#What A Night!

It may be early January ’08, not late December, back in ’63, but what a night. Maybe I’m getting old, but I question the merit of entertaining between the hours of 11.30pm and somewhere in the region of 3am, when you live in a terraced house with paper-thin walls. I’m trying my very best to get plenty of rest and get myself pulled together, but struggle when inconsiderate people nearby have what sounded like a step aerobics session for elephants in the middle of the night! I blame my upbringing (again – sorry, mam). When I was little, if we made the slightest noise after about 8pm, we were told, “Shush, there’s babies sleeping!” I still care that there’s babies sleeping, even now, so do try to limit my noise (and that of my dogs) but others don’t care if they wake the poor little tots! Rant over and back to the original topic for this post.

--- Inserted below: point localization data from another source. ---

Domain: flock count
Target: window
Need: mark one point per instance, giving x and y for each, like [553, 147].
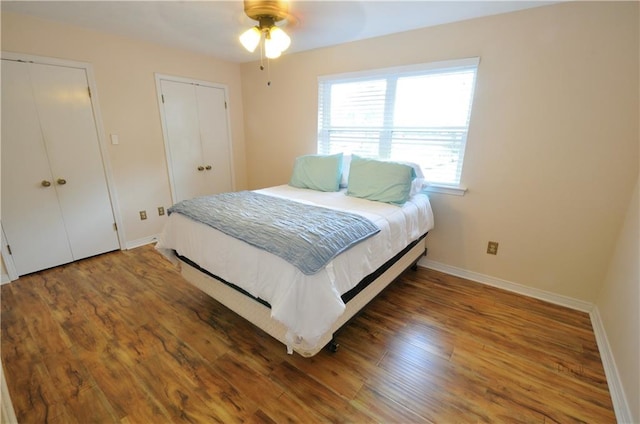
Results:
[418, 113]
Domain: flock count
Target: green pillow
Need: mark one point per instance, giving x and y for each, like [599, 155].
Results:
[388, 182]
[317, 172]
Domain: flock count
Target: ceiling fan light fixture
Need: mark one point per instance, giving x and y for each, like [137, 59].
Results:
[251, 38]
[267, 13]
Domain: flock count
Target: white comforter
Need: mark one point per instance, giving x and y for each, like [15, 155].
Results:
[307, 305]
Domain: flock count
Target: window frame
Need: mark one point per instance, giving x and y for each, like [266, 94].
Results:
[392, 74]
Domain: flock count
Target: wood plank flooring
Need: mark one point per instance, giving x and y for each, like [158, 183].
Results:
[123, 338]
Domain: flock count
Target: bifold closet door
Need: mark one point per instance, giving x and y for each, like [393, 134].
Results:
[195, 121]
[56, 206]
[31, 215]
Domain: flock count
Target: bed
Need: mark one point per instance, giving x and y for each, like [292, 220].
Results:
[303, 309]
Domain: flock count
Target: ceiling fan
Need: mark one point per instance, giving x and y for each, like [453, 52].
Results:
[271, 38]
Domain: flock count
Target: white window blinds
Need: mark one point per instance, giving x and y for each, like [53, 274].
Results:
[418, 114]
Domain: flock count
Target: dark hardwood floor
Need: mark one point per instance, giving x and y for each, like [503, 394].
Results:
[123, 338]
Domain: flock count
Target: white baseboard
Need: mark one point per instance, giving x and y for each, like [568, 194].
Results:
[141, 242]
[558, 299]
[620, 404]
[618, 397]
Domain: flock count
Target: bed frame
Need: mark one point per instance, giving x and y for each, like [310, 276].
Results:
[258, 312]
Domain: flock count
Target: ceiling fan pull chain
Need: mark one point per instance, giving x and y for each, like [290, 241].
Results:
[268, 72]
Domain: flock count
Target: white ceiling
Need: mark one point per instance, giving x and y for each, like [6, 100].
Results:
[213, 27]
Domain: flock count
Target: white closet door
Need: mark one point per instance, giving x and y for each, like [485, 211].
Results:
[214, 135]
[71, 138]
[183, 130]
[31, 215]
[196, 137]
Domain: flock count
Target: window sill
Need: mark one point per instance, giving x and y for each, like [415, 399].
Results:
[444, 189]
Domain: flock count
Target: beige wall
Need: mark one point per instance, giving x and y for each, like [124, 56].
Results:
[124, 72]
[552, 153]
[619, 305]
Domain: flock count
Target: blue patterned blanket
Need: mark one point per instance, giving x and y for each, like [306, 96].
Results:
[307, 236]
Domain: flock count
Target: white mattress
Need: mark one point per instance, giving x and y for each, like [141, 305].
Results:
[307, 305]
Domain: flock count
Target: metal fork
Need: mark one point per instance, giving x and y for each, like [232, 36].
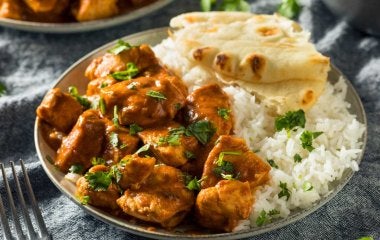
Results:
[31, 232]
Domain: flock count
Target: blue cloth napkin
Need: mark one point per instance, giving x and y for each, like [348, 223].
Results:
[30, 63]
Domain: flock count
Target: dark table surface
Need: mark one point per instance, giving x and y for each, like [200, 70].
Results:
[30, 63]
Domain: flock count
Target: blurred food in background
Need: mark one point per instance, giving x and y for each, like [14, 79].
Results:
[67, 10]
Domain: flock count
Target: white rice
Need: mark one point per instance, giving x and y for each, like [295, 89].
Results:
[335, 150]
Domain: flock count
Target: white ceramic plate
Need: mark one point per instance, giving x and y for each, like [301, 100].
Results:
[83, 26]
[74, 76]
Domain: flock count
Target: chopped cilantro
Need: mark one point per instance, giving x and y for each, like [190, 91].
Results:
[115, 173]
[189, 155]
[119, 47]
[224, 113]
[272, 163]
[134, 129]
[290, 120]
[73, 91]
[285, 192]
[307, 138]
[3, 89]
[127, 74]
[143, 148]
[289, 8]
[306, 186]
[84, 200]
[203, 130]
[98, 181]
[114, 139]
[194, 184]
[76, 168]
[297, 158]
[262, 218]
[102, 106]
[156, 94]
[97, 161]
[115, 118]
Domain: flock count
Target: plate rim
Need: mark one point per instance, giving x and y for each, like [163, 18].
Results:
[75, 27]
[138, 230]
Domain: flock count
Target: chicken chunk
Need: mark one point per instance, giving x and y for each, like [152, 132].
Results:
[118, 142]
[231, 158]
[170, 145]
[47, 6]
[60, 110]
[142, 56]
[134, 170]
[88, 10]
[145, 101]
[163, 198]
[83, 143]
[97, 189]
[11, 9]
[222, 206]
[210, 103]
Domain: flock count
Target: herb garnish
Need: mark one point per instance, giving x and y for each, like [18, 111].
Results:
[156, 94]
[285, 192]
[272, 163]
[225, 5]
[143, 148]
[3, 89]
[224, 113]
[102, 106]
[290, 120]
[114, 139]
[134, 129]
[307, 138]
[73, 91]
[306, 186]
[203, 130]
[97, 161]
[115, 118]
[127, 74]
[98, 181]
[297, 158]
[193, 184]
[76, 168]
[119, 47]
[289, 8]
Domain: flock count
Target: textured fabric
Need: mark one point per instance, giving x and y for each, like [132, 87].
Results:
[30, 63]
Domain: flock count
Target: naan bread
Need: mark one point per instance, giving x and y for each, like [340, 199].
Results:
[268, 55]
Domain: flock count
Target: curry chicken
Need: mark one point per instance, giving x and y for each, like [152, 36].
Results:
[141, 145]
[66, 10]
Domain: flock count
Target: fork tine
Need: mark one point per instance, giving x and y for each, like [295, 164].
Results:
[12, 205]
[32, 198]
[4, 221]
[31, 232]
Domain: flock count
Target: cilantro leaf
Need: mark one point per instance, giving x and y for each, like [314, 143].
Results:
[285, 192]
[297, 158]
[156, 94]
[3, 89]
[290, 120]
[98, 181]
[203, 130]
[73, 91]
[224, 113]
[134, 129]
[307, 138]
[76, 168]
[289, 8]
[127, 74]
[119, 47]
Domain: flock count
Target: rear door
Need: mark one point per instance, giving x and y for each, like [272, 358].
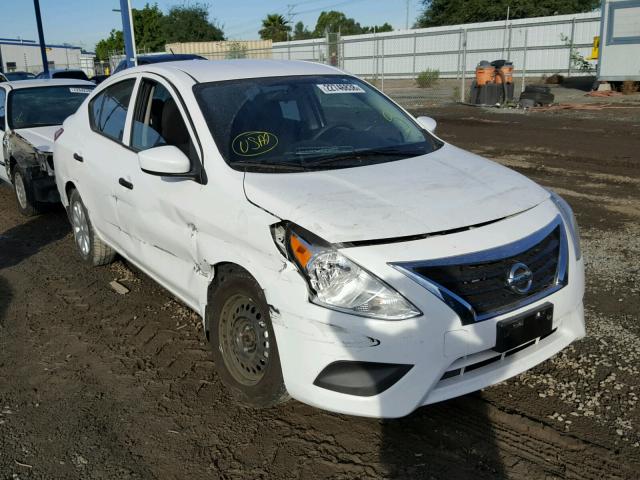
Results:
[158, 212]
[3, 128]
[103, 156]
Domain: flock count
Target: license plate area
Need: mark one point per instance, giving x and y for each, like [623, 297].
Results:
[513, 332]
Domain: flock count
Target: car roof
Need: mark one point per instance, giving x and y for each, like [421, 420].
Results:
[56, 70]
[47, 82]
[220, 70]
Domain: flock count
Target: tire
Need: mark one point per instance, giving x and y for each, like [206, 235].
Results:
[89, 244]
[241, 336]
[25, 196]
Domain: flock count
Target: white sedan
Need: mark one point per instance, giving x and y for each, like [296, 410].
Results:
[31, 111]
[337, 250]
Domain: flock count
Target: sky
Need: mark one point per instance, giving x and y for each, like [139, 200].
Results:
[84, 22]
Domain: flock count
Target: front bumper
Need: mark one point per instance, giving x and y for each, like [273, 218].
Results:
[310, 337]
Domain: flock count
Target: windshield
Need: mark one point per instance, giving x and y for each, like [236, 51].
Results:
[307, 123]
[73, 74]
[19, 76]
[44, 106]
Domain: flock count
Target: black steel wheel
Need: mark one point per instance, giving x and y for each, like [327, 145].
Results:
[241, 336]
[244, 336]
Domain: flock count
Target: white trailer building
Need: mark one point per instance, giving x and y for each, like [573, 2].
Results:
[619, 55]
[24, 55]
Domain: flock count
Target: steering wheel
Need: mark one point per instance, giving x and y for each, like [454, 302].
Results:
[326, 129]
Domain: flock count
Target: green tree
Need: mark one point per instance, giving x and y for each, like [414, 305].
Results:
[300, 32]
[147, 25]
[452, 12]
[334, 22]
[113, 43]
[275, 28]
[190, 23]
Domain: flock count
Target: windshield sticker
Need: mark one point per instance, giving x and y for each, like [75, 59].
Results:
[252, 144]
[331, 88]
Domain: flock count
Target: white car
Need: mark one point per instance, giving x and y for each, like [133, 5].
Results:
[337, 250]
[31, 111]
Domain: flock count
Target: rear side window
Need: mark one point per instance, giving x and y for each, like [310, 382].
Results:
[157, 121]
[108, 110]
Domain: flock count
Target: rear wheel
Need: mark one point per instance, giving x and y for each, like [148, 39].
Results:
[25, 195]
[90, 246]
[242, 339]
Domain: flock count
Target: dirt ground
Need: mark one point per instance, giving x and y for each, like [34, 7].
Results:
[96, 385]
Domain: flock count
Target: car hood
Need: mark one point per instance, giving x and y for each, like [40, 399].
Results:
[444, 190]
[40, 137]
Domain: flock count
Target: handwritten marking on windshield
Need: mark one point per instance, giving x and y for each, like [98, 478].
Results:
[251, 144]
[332, 88]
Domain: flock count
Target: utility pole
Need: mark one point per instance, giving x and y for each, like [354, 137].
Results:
[127, 30]
[43, 47]
[290, 14]
[406, 23]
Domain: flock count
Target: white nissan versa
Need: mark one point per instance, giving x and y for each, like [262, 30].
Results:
[337, 250]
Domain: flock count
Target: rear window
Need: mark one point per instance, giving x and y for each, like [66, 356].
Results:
[44, 106]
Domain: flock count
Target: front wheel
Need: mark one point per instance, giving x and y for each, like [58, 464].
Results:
[242, 339]
[25, 195]
[90, 246]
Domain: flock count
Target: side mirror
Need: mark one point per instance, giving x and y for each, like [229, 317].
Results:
[428, 123]
[166, 160]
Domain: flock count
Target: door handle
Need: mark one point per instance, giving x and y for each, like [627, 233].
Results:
[125, 184]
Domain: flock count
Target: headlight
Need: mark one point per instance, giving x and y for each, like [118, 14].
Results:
[569, 220]
[338, 283]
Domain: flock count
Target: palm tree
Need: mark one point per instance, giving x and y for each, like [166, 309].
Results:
[275, 28]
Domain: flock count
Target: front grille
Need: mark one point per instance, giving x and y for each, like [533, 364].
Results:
[475, 286]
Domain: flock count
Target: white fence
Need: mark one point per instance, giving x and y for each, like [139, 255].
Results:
[537, 45]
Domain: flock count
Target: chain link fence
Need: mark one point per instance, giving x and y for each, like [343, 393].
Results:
[394, 60]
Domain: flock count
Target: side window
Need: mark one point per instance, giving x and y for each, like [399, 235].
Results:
[3, 98]
[157, 121]
[108, 110]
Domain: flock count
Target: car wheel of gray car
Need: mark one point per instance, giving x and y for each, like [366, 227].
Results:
[90, 246]
[24, 193]
[242, 339]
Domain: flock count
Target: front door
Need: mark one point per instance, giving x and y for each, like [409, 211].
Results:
[102, 157]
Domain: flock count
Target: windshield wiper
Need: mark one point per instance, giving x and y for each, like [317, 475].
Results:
[363, 154]
[287, 166]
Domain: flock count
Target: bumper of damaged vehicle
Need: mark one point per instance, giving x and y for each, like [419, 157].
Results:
[362, 366]
[45, 189]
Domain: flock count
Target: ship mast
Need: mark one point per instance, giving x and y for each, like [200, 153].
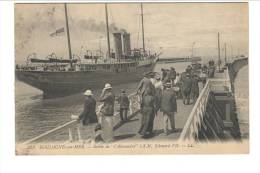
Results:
[218, 53]
[142, 18]
[108, 39]
[68, 34]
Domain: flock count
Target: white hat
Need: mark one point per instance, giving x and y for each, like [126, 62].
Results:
[88, 93]
[108, 86]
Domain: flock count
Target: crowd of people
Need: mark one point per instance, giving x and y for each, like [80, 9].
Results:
[157, 93]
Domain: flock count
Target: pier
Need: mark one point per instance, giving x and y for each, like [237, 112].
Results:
[211, 118]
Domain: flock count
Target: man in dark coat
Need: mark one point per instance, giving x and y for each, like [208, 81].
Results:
[107, 112]
[168, 107]
[145, 85]
[186, 88]
[148, 114]
[195, 87]
[172, 75]
[163, 73]
[89, 112]
[124, 105]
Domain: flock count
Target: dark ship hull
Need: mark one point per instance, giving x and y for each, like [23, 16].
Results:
[62, 83]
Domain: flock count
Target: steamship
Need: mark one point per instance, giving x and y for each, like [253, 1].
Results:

Yesterday, once again, I didn’t win the lottery and questioned the sense in buying a ticket when I have little money to spare. The conclusion I came to was this: for £1, not only are you buyng the slimmest of chances that “It could be you”, you are buying seven days’ worth of something I hadn’t realised you could buy: hope. For seven days, you can imagine what you would do if you won; who you’d give money to; if it would change your life. So, as my two numbers came up yesterday, I was briefly disappointed, but then started the whole imaginary lottery winning experience again prior to next Saturday’s draw! £1 well spent.

I do have a point to this post. Last time I blogged, I mentioned the cost of entering the Melissa Nathan Award for Comedy Romance. I underestimated this as, due to fatigue, I seem to have lost my basic grasp of maths. 6 books would be equal to £54 and the postage around £9, so the total was over £60. Then, I realised that 6 books (the last of my own copies – now I don’t even own a copy of my own book) and the associated postal costs would give me several months’ worth of hope and day-dreaming. Suddenly, it didn’t seem such a big deal. I know that, deep down, I have no chance of even being shortlisted, but thanks to my over-active imagination, at least I can dream about what it must be like to go to an Awards ceremony. As Dale Winton says on his lottery show (which I also tried to enter last year), “You’ve got to be in it to win it!” So, I’m in it…providing the Royal Mail have actually delivered my books in time. I’ll never know. We can only hope.

Sorry if this post didn’t make sense. I’m very tired, due to my neighbours, who don’t care if the 33 year-old baby was sleeping!